歯が痛いと訴える患者さんにどの歯が痛いか聞くと、実際に痛みを出している歯と違う歯を指す場合がよくあります。前歯の場合はそれほど間違えることはありませんが、奥歯では決して珍しいことではありません。特に、実際に痛い歯の一つ手前の歯を指すことが多く見られ、第二大臼歯に関しては、その痛みを手前の歯の痛みとして感じる人の方が多いという実験結果もあります。
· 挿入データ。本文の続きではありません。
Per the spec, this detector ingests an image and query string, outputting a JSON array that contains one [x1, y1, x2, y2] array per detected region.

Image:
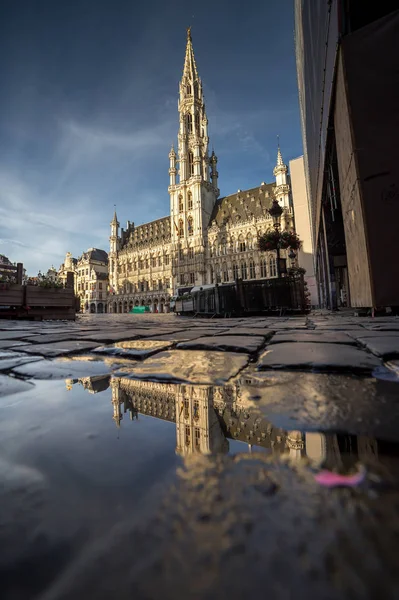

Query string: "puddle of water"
[[0, 372, 398, 598]]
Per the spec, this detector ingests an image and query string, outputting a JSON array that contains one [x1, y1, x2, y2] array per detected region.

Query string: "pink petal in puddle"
[[314, 465, 366, 487]]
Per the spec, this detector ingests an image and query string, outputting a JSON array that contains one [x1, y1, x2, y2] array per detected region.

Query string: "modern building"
[[295, 0, 399, 309], [108, 30, 294, 312], [75, 248, 108, 313], [289, 156, 319, 307]]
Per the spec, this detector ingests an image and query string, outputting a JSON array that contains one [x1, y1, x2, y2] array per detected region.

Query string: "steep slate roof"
[[82, 248, 108, 263], [96, 271, 108, 280], [209, 183, 276, 227], [122, 217, 171, 249]]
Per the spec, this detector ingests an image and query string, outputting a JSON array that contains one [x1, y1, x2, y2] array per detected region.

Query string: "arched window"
[[260, 258, 267, 277], [241, 263, 248, 279], [269, 256, 277, 277], [188, 152, 194, 177], [222, 263, 229, 282]]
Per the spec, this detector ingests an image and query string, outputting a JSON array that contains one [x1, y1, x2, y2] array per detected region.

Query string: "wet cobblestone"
[[0, 314, 399, 600]]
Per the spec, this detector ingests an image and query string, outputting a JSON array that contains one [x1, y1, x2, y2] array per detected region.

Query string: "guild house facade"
[[108, 29, 294, 312]]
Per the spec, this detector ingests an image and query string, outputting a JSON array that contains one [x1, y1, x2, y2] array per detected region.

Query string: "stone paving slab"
[[93, 339, 172, 359], [16, 331, 88, 344], [366, 322, 399, 332], [270, 330, 356, 345], [80, 330, 142, 343], [20, 341, 98, 357], [0, 329, 38, 340], [358, 332, 399, 358], [0, 340, 27, 350], [0, 374, 33, 396], [348, 329, 399, 340], [146, 328, 231, 342], [236, 368, 399, 442], [0, 350, 41, 371], [115, 350, 249, 385], [177, 335, 265, 354], [215, 326, 274, 338], [315, 323, 364, 331], [12, 356, 131, 379], [258, 342, 382, 373]]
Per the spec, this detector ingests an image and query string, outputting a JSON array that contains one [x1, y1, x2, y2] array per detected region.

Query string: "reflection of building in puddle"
[[66, 375, 377, 468], [65, 375, 111, 394]]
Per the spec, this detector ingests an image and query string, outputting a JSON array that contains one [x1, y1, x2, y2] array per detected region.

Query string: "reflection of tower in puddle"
[[65, 375, 110, 394], [176, 385, 229, 455]]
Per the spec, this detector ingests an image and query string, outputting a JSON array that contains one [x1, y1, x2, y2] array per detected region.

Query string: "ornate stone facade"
[[108, 30, 294, 312]]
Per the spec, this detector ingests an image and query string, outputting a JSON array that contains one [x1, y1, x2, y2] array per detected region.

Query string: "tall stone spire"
[[183, 27, 198, 82], [178, 27, 209, 181], [273, 142, 290, 208], [168, 27, 219, 289]]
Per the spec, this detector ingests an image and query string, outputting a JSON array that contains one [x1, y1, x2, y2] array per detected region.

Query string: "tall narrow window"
[[241, 263, 248, 279], [260, 258, 267, 277], [222, 263, 229, 283], [184, 425, 190, 446], [269, 256, 277, 277], [187, 217, 194, 235], [188, 152, 194, 177]]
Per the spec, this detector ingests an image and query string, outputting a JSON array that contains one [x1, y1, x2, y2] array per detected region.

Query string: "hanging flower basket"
[[258, 231, 280, 252], [280, 231, 302, 250]]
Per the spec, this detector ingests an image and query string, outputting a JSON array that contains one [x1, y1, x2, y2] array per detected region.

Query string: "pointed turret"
[[273, 142, 289, 208], [169, 28, 219, 289], [183, 27, 199, 83]]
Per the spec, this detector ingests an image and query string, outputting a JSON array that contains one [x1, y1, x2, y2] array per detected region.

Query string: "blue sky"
[[0, 0, 302, 275]]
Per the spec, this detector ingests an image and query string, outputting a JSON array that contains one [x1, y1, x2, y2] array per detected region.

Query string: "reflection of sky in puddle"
[[0, 373, 395, 597], [62, 373, 399, 469], [94, 340, 172, 357]]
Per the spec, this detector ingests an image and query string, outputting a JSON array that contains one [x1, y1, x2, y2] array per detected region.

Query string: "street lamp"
[[269, 199, 283, 278], [288, 248, 296, 267]]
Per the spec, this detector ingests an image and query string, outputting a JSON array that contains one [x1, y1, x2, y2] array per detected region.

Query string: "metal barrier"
[[192, 277, 306, 316]]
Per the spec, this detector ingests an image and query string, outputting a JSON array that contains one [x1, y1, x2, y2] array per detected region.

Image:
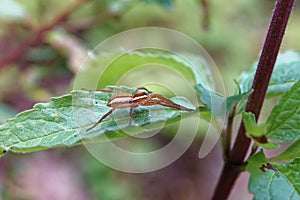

しかしこれは前後の歯だけでなく、上下の歯で錯覚することもよくあります。下の歯が痛くても上の歯が痛く感じたり、またはその逆もありえます。これは歯の痛みを伝える神経からの信号を脳が正確に捉えることができなくなることで起こります。

歯の痛みがひどいとその辺一帯が痛く感じたり、ひどい時には顔半分や頭まで痛くなってしまったりすることもあります。このように、痛みには広がって感じるような性質があり、どこが痛いのかだんだんと自分でもわからなくなってきます。

歯医者さんで痛い部分のレントゲンだけでなく、全体の大きなレントゲンを撮られて不思議に思ったことのある人もいるかもしれません。これは、このように痛みを感じている歯が実際は違う部分が原因であるケースが多い、というのも理由の一つなのです。